Travonti Johnson

No. 2, 7, 20, 10, 36
- Position: Safety

Personal information
- Born: May 9, 1984 (age 42) Miami, Florida, U.S.
- Listed height: 6 ft 2 in (1.88 m)
- Listed weight: 190 lb (86 kg)

Career information
- High school: Krop (Miami)
- College: UCF
- NFL draft: 2007: undrafted

Career history
- New York Giants (2007)*; Billings Outlaws (2008–2009); New York Giants (2008–2009)*; Billings Outlaws (2010); Omaha Beef (2011); Iowa Barnstormers (2011); Allen Wranglers (2012); Nebraska Danger (2013); Cedar Rapids Titans (2013–2014); Billings Wolves (2015); River City Raiders (2016); Billings Wolves (2016); Dodge City Law (2017); Monterrey Steel (2017); Salina Liberty (2018); Texas Revolution (2018); Cedar Rapids River Kings (2019);
- * Offseason or practice squad member only

Awards and highlights
- IFL Defensive Rookie of the Year (2008); United Bowl champion (2010); Second-team All-IFL (2015);

Career AFL statistics
- Total tackles: 14
- Forced fumbles: 1
- Fumble recoveries: 2
- Pass deflections: 2
- Interceptions: 1
- Stats at ArenaFan.com

= Travonti Johnson =

American football player (born 1984)

Travonti Johnson (born May 9, 1984) is an American former professional football safety. He was signed by the New York Giants as an undrafted free agent in 2007. He played college football at UCF.

==Early life==
Johnson attended Dr. Michael M. Krop High School in Miami, Florida.

==College career==
Johnson attended the University of Central Florida, where he was a member of the UCF Knights football team.

==Professional career==
After going undrafted in the 2007 NFL draft, Johnson signed as an undrafted free agent with the New York Giants.

Johnson was also a member of the Billings Outlaws with whom he spent the 2008 and 2009 seasons, before he re-signed with the Giants.
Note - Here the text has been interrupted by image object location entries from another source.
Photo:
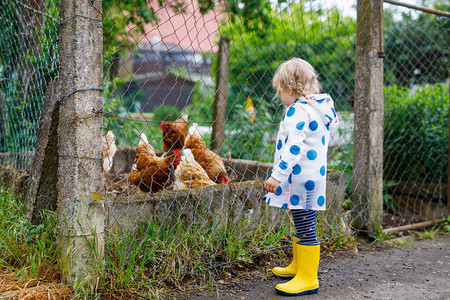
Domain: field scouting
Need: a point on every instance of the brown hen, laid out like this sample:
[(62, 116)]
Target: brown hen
[(174, 133), (210, 161), (150, 172)]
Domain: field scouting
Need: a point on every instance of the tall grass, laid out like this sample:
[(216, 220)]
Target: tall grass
[(148, 256), (146, 259), (27, 250)]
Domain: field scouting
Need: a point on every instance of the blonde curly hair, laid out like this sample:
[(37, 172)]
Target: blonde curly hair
[(299, 75)]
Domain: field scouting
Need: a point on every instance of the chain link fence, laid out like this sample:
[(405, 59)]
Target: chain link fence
[(416, 115), (209, 66)]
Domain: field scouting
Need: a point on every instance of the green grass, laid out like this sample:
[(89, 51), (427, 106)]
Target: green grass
[(148, 259), (27, 250)]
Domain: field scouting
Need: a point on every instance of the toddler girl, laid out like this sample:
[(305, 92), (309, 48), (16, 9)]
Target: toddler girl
[(298, 179)]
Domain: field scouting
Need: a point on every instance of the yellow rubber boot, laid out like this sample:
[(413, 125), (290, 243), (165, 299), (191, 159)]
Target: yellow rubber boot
[(305, 280), (290, 271)]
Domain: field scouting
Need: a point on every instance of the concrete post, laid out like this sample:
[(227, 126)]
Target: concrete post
[(369, 115), (220, 103), (80, 225)]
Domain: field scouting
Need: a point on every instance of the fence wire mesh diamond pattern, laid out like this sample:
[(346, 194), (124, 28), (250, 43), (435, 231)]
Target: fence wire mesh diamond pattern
[(199, 74)]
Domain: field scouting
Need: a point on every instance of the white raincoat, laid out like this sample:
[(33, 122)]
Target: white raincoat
[(300, 162)]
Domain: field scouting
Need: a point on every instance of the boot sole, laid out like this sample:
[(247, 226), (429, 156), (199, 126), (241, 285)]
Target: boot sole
[(282, 277), (314, 291)]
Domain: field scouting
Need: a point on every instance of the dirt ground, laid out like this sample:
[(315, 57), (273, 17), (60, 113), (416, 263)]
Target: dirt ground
[(404, 268)]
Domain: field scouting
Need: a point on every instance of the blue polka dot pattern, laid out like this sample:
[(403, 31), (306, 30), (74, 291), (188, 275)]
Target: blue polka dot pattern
[(295, 200), (311, 154), (295, 149), (283, 165), (321, 201), (313, 125), (334, 112), (300, 125), (309, 185), (322, 171), (278, 191), (296, 169), (291, 111)]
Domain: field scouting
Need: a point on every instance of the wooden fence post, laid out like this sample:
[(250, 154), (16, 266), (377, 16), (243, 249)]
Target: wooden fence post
[(80, 227), (220, 101), (367, 179)]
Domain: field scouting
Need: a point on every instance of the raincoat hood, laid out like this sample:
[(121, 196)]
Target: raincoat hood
[(325, 106)]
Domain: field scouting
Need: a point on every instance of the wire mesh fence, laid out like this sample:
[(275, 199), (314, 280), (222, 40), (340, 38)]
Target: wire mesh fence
[(162, 70), (416, 116)]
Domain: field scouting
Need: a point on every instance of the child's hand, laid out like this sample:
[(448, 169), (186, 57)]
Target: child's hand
[(271, 185)]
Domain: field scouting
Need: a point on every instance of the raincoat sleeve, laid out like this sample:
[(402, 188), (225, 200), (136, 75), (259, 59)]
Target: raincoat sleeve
[(290, 143)]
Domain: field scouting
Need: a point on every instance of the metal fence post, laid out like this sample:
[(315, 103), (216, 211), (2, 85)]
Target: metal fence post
[(80, 211), (220, 101), (369, 114)]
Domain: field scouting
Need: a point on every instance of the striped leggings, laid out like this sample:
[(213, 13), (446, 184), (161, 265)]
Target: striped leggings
[(305, 226)]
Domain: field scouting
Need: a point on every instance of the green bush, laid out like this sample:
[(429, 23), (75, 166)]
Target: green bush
[(416, 133)]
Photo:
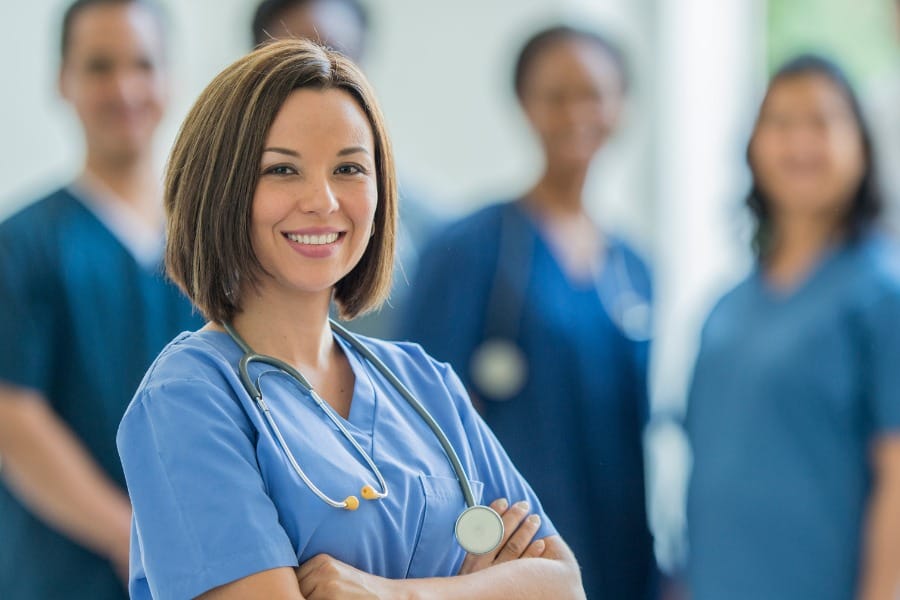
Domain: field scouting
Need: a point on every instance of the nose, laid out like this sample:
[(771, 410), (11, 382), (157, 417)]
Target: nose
[(320, 198)]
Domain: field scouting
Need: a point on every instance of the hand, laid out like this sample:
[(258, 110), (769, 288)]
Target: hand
[(518, 533), (325, 578)]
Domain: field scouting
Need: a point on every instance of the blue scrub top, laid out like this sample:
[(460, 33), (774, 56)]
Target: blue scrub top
[(575, 429), (215, 498), (81, 321), (789, 391)]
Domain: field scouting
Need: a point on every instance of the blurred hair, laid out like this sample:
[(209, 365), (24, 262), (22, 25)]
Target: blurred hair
[(549, 37), (867, 201), (79, 6), (269, 11), (213, 172)]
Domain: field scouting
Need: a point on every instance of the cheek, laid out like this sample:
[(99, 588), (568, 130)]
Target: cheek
[(848, 160)]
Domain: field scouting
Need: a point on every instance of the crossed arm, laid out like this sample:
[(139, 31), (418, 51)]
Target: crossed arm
[(547, 570)]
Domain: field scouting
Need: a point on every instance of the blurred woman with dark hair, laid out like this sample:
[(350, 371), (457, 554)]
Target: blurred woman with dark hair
[(546, 317), (794, 410)]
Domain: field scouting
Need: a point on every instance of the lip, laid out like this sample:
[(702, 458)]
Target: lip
[(317, 250)]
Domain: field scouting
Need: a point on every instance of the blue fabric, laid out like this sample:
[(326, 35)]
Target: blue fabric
[(575, 429), (215, 498), (788, 392), (80, 323)]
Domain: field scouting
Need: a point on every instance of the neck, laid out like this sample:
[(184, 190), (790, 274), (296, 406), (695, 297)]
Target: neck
[(130, 179), (559, 192), (293, 328), (799, 241)]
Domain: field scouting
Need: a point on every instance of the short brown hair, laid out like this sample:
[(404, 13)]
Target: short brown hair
[(214, 168)]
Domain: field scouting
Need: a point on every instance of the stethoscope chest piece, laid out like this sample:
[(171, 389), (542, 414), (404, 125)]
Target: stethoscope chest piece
[(479, 529), (499, 368)]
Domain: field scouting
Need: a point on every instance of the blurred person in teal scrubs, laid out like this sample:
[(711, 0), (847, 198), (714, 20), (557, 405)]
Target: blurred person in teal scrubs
[(545, 316), (86, 307), (794, 410)]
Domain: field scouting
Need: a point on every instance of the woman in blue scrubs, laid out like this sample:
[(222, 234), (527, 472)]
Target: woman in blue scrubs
[(794, 410), (281, 198), (545, 317)]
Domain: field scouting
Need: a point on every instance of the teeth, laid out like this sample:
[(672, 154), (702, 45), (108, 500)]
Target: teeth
[(313, 240)]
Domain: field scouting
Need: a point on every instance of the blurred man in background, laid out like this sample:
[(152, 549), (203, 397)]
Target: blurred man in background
[(85, 310), (344, 26)]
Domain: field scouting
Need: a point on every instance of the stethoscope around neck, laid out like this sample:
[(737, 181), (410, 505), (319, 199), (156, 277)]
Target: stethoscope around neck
[(478, 529)]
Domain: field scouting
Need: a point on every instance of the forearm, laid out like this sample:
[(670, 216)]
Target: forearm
[(555, 576), (51, 472), (880, 577), (525, 579)]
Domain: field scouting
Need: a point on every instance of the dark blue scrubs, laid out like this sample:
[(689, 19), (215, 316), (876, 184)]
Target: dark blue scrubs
[(575, 429), (789, 391), (80, 323)]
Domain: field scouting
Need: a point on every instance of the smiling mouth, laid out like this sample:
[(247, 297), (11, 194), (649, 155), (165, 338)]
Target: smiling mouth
[(313, 240)]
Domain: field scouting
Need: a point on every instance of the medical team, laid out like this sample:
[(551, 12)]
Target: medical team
[(268, 453)]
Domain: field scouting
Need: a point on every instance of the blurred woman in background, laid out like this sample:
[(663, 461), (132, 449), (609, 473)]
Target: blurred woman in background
[(794, 411), (546, 318)]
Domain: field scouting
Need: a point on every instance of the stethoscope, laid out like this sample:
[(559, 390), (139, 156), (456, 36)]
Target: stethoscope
[(498, 367), (478, 529)]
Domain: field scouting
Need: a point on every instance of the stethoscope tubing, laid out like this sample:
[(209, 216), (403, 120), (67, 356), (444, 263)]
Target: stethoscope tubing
[(253, 389)]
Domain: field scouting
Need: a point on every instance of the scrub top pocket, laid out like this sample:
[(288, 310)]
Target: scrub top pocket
[(436, 543)]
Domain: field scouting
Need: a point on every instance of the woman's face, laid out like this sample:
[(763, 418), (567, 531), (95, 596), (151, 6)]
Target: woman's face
[(573, 95), (314, 205), (807, 151)]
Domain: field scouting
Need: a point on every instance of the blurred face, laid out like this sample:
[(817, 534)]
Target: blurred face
[(807, 151), (112, 76), (315, 202), (572, 95), (330, 22)]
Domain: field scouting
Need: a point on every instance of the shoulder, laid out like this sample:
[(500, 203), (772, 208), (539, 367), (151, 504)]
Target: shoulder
[(634, 259), (40, 213), (417, 369), (403, 357), (875, 266), (734, 303), (194, 365)]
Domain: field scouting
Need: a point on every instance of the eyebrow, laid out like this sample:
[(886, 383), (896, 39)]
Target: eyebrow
[(294, 153), (353, 150), (287, 151)]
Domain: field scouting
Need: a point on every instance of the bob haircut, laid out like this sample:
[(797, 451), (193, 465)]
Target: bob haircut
[(213, 171), (866, 204)]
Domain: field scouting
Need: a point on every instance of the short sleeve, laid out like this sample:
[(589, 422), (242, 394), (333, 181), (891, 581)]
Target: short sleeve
[(202, 517), (881, 355), (28, 318), (493, 466)]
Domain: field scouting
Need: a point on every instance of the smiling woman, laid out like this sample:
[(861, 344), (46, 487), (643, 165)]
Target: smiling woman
[(248, 441)]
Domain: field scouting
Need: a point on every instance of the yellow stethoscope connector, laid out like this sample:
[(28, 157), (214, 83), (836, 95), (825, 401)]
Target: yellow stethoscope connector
[(369, 493)]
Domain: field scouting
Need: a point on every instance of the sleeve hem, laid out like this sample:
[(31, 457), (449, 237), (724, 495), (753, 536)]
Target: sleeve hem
[(226, 570)]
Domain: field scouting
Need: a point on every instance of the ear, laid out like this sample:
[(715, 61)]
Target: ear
[(62, 85)]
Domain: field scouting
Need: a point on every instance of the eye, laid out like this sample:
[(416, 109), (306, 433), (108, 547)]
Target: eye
[(350, 170), (99, 66), (280, 170)]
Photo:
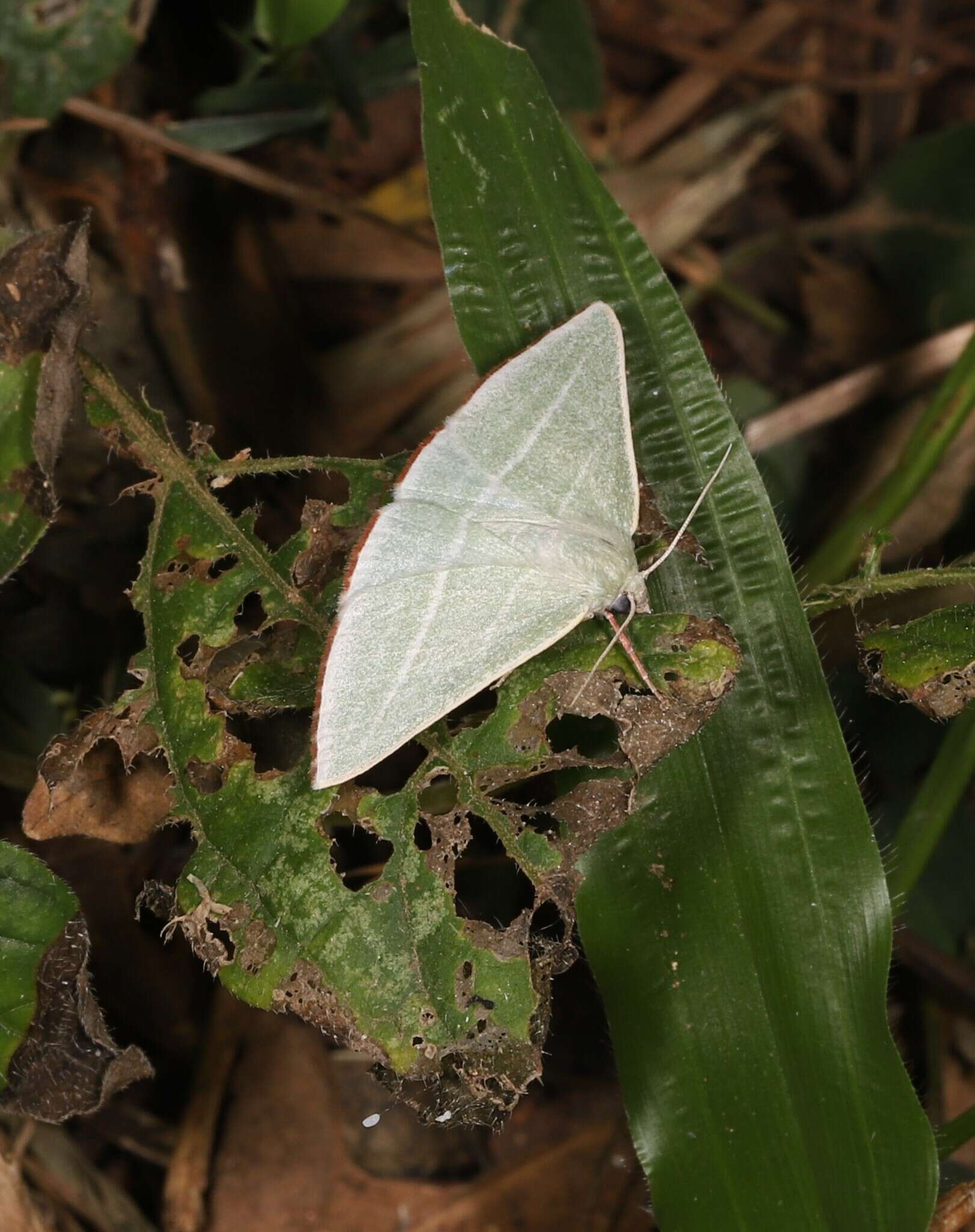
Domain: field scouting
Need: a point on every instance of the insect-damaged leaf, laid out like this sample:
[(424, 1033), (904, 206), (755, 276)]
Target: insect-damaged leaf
[(340, 906), (929, 662), (43, 306), (57, 1059), (736, 923)]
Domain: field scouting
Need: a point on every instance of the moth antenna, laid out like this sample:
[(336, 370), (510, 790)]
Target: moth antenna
[(686, 523), (621, 631)]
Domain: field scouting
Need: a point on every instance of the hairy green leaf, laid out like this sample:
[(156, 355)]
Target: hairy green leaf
[(51, 51), (738, 925), (929, 662), (558, 35), (35, 907)]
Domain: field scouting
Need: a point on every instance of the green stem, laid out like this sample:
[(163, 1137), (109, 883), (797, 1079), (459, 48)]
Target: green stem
[(221, 467), (935, 805), (751, 306), (937, 428), (956, 1134), (857, 589)]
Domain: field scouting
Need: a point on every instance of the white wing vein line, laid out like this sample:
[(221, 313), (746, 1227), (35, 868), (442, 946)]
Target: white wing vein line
[(458, 541)]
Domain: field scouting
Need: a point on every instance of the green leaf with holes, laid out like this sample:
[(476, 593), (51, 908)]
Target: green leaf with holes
[(738, 922), (929, 662), (49, 51), (325, 902), (35, 908)]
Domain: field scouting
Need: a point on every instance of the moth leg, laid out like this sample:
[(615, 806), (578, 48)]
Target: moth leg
[(623, 638), (686, 523)]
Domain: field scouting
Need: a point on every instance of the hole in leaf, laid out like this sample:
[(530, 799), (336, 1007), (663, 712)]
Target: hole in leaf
[(440, 796), (394, 772), (278, 741), (475, 711), (358, 855), (594, 737), (250, 615), (221, 566), (189, 648), (221, 934), (540, 790), (205, 777), (488, 885), (548, 923), (543, 824)]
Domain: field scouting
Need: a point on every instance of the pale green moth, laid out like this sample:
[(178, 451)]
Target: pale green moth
[(511, 526)]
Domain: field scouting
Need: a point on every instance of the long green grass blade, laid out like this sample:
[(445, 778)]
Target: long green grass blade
[(739, 923)]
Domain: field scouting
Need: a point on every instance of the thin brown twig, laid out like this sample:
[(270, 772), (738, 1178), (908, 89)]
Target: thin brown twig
[(903, 374), (188, 1179), (319, 200), (914, 37), (678, 101)]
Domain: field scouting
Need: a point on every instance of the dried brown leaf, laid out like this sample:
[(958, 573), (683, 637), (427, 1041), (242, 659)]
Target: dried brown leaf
[(68, 1065)]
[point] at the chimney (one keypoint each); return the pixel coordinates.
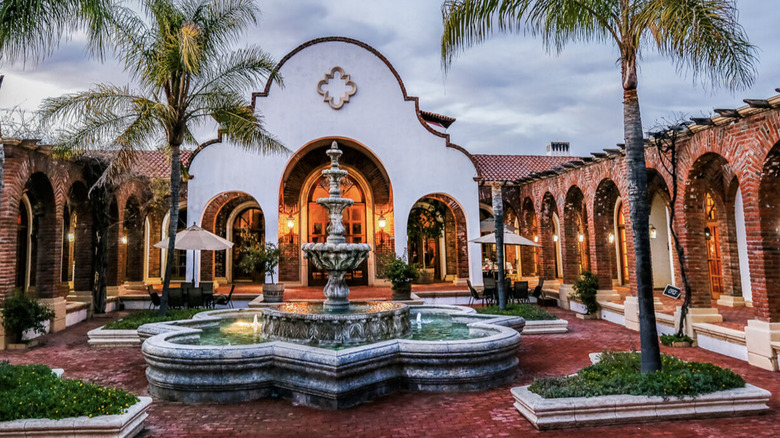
(558, 149)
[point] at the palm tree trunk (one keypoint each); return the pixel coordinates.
(639, 213)
(498, 216)
(172, 224)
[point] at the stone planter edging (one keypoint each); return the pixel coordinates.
(101, 337)
(558, 413)
(128, 424)
(546, 327)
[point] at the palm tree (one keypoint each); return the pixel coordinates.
(702, 36)
(187, 74)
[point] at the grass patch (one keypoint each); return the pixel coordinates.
(33, 391)
(137, 319)
(619, 373)
(527, 311)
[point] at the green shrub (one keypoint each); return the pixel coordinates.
(398, 271)
(527, 311)
(669, 339)
(585, 289)
(21, 313)
(137, 319)
(620, 373)
(33, 391)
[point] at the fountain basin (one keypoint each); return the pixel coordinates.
(180, 370)
(313, 324)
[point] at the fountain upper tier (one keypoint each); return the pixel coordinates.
(335, 255)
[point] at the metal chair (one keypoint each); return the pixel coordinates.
(155, 299)
(520, 292)
(225, 300)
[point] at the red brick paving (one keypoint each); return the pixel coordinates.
(485, 413)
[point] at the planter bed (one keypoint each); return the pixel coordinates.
(566, 412)
(128, 424)
(558, 413)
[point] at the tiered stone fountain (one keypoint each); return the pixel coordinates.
(334, 354)
(336, 322)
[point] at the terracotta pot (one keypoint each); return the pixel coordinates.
(273, 293)
(402, 292)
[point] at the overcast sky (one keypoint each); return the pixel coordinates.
(509, 96)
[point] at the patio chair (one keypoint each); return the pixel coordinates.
(474, 295)
(176, 298)
(208, 293)
(520, 292)
(195, 297)
(155, 299)
(225, 300)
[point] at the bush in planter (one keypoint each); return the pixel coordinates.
(585, 289)
(21, 313)
(401, 275)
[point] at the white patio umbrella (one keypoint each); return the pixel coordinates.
(196, 238)
(489, 225)
(510, 238)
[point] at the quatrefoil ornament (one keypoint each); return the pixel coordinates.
(342, 87)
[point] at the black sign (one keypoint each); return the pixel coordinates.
(673, 292)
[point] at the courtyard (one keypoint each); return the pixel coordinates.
(487, 413)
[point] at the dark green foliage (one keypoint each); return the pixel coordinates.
(33, 391)
(137, 319)
(585, 289)
(398, 271)
(21, 313)
(619, 373)
(527, 311)
(669, 339)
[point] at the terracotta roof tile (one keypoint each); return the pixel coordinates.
(514, 167)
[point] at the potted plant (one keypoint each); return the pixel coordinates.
(21, 313)
(264, 260)
(425, 222)
(585, 289)
(400, 274)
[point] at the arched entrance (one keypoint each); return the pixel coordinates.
(370, 220)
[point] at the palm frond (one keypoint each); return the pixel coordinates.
(705, 37)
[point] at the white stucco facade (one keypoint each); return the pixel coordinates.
(380, 117)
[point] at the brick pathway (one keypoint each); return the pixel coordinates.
(485, 414)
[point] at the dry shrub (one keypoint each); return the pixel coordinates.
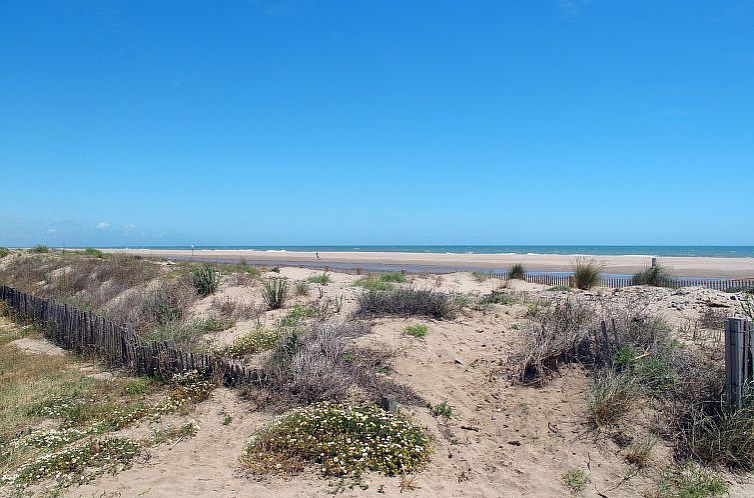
(235, 309)
(408, 302)
(570, 331)
(321, 364)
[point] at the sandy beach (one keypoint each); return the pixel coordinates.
(679, 266)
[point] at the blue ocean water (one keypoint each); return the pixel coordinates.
(602, 250)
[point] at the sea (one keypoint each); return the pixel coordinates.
(596, 250)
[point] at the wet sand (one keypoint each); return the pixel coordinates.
(679, 266)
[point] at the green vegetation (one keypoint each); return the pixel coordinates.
(481, 276)
(323, 279)
(205, 279)
(442, 410)
(408, 302)
(256, 341)
(691, 481)
(90, 251)
(275, 292)
(586, 273)
(419, 330)
(656, 276)
(516, 271)
(497, 297)
(576, 480)
(345, 440)
(373, 284)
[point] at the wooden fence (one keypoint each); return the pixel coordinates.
(556, 279)
(89, 334)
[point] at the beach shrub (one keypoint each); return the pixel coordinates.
(442, 410)
(576, 480)
(656, 276)
(323, 279)
(586, 273)
(206, 280)
(408, 302)
(419, 330)
(373, 284)
(275, 292)
(343, 439)
(96, 253)
(611, 396)
(497, 297)
(691, 481)
(516, 271)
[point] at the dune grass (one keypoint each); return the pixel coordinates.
(586, 272)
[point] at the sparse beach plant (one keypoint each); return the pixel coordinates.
(442, 410)
(206, 280)
(612, 395)
(342, 439)
(497, 297)
(516, 272)
(408, 302)
(96, 253)
(418, 330)
(576, 480)
(586, 272)
(275, 293)
(322, 279)
(656, 276)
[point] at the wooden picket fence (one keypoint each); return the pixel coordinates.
(89, 334)
(558, 279)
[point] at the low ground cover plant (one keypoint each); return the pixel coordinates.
(342, 439)
(408, 302)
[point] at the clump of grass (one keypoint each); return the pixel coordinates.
(612, 395)
(418, 330)
(639, 451)
(442, 410)
(206, 280)
(576, 480)
(394, 277)
(96, 253)
(691, 481)
(301, 289)
(256, 341)
(373, 284)
(323, 279)
(516, 271)
(343, 439)
(481, 276)
(657, 276)
(586, 273)
(275, 292)
(408, 302)
(497, 297)
(296, 314)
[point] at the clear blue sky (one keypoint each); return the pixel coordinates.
(380, 122)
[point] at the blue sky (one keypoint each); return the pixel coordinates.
(390, 122)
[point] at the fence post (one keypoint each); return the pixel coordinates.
(737, 357)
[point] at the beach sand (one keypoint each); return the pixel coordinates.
(678, 266)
After spending the entire 2009 season on the Giants practice squad, Johnson returned to the Outlaws.

On June 13, 2016, Johnson signed with the Billings Wolves.

On January 30, 2017, Johnson signed with the Dodge City Law. Six months later on June 14, 2017, Johnson signed with the Monterrey Steel. After only a month with the Steel team, on July 25, 2017, Johnson signed with the Salina Liberty. He was released the following year on April 12, 2018. On that same day, Johnson signed with the Texas Revolution.